Dexpramipexole lowers eosinophils in asthma patients

A phase II trial of a novel drug, dexpramipexole, showed positive top-line results in patients with moderate-to-severe eosinophilic asthma, announced Knopp Biosciences.

Dexpramipexole is a selective inhibitor of eosinophil maturation. The randomised, double-blind phase II EXHALE study analysed the efficacy and safety of a daily dose of 75mg/150mg/300mg of oral dexpramipexole versus placebo in lowering blood eosinophil counts over 12 weeks.

The study was carried out in 103 adult participants with moderate-to-severe eosinophilic asthma.

According to the company, the drug showed a statistically significant, dose-dependent reduction in blood absolute eosinophil count (AEC) at 12 weeks versus placebo, along with the standard of care (SoC).

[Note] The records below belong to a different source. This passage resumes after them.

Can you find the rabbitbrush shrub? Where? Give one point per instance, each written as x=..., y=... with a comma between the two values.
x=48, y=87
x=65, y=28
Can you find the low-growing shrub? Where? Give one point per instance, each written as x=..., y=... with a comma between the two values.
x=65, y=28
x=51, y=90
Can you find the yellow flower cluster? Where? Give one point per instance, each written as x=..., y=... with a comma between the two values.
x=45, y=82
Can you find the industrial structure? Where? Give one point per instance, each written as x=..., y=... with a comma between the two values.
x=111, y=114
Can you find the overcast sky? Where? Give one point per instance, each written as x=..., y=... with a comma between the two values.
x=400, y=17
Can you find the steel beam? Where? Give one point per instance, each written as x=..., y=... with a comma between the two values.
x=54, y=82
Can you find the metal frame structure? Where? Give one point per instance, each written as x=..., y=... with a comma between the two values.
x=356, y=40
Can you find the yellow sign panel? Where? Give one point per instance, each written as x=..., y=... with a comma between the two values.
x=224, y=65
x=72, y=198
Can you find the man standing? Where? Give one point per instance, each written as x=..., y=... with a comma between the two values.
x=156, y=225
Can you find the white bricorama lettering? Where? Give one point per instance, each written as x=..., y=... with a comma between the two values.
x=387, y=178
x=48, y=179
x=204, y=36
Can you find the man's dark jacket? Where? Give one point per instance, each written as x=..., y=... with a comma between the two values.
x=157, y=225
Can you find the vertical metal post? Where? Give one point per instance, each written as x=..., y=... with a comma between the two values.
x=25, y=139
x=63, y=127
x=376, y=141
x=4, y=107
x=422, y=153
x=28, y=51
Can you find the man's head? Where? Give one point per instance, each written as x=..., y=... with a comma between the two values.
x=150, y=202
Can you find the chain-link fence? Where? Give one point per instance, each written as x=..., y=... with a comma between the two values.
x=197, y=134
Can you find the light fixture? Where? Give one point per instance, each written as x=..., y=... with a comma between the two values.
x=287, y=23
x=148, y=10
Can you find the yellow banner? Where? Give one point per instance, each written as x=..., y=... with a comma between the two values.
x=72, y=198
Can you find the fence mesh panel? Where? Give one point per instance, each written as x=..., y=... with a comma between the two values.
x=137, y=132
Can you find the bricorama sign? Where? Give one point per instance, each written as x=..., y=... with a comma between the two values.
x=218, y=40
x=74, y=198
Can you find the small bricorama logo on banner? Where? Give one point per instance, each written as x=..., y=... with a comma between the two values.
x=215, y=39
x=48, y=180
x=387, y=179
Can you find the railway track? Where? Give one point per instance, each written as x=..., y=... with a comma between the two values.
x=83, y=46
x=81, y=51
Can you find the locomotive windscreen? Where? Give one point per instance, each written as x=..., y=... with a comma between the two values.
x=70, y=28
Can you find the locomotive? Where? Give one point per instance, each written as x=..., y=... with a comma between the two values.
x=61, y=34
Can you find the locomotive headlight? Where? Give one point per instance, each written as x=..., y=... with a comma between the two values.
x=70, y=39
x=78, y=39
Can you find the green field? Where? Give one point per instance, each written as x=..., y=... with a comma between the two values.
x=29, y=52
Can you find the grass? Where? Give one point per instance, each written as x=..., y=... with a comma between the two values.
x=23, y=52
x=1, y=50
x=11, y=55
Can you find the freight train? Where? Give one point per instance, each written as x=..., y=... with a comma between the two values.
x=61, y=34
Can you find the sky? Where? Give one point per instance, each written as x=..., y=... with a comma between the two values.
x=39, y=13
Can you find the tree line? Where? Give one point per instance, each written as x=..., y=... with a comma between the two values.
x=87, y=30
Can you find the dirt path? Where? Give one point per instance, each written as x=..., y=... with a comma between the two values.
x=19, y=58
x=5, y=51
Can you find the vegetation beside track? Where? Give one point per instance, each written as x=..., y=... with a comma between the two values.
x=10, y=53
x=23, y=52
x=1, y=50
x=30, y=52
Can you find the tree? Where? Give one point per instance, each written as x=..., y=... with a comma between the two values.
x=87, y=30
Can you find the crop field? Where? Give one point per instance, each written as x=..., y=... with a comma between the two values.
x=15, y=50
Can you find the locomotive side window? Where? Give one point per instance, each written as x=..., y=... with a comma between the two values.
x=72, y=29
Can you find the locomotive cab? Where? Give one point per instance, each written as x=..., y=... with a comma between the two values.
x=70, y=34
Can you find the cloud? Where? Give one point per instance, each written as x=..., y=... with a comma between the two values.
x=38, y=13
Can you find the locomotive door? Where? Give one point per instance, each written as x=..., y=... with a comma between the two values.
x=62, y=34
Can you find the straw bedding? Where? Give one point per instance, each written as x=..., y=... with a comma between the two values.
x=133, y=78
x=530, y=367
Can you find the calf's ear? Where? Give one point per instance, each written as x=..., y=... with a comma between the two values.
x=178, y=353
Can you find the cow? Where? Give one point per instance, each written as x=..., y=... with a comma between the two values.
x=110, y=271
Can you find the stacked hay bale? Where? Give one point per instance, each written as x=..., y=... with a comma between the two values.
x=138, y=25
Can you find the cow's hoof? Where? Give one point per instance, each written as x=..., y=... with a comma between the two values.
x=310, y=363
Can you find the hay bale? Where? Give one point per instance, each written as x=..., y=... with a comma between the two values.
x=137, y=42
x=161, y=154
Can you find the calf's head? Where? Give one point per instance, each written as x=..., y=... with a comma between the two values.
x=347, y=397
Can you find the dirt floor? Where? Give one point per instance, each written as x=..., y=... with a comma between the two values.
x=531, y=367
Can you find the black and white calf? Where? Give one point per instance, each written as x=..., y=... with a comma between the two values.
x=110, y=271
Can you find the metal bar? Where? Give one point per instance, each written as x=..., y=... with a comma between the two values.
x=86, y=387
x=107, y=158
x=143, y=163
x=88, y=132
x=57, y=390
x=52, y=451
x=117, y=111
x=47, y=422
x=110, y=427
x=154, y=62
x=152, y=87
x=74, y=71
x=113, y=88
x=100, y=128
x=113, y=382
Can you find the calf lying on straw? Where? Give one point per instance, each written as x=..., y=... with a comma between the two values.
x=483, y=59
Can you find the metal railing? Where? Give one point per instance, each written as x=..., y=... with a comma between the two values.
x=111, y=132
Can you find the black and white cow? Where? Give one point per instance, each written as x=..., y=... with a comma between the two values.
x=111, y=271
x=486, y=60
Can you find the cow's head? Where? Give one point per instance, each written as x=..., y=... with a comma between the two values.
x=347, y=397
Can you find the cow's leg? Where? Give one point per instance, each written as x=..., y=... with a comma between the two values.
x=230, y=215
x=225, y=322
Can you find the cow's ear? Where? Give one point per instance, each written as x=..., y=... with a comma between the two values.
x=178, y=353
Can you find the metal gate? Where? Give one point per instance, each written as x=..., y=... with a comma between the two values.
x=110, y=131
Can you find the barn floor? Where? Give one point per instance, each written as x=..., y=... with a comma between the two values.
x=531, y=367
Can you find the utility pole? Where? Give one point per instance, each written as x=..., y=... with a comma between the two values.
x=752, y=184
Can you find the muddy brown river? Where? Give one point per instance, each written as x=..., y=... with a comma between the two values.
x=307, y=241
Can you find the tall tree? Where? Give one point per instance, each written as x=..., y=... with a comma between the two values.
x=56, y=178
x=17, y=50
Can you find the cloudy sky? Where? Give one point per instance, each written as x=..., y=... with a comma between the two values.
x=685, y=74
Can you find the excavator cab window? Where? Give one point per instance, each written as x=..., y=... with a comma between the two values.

Inhaled corticosteroids plus a long-acting β2 agonist was the background SoC. Furthermore, the magnitude of change in blood AEC was similar to the eosinophil depletion as observed in trials of dexpramipexole for other indications.

A reduction of eosinophil in blood with the use of oral dexpramipexole was linked to clinically significant improvement in lung function as measured by pre-bronchodilator FEV1.

All tested doses of the drug were observed to be well tolerated with no serious adverse events noted, said the company.

“This phase II results strongly support the continued development of dexpramipexole as a potential first-in-class oral agent for the treatment of eosinophilic asthma,” said Knopp president and CEO Michael Bozik.

“We expect future studies to determine the drug’s effects on severe asthma exacerbations, and to further assess its effects on lung function,” he added.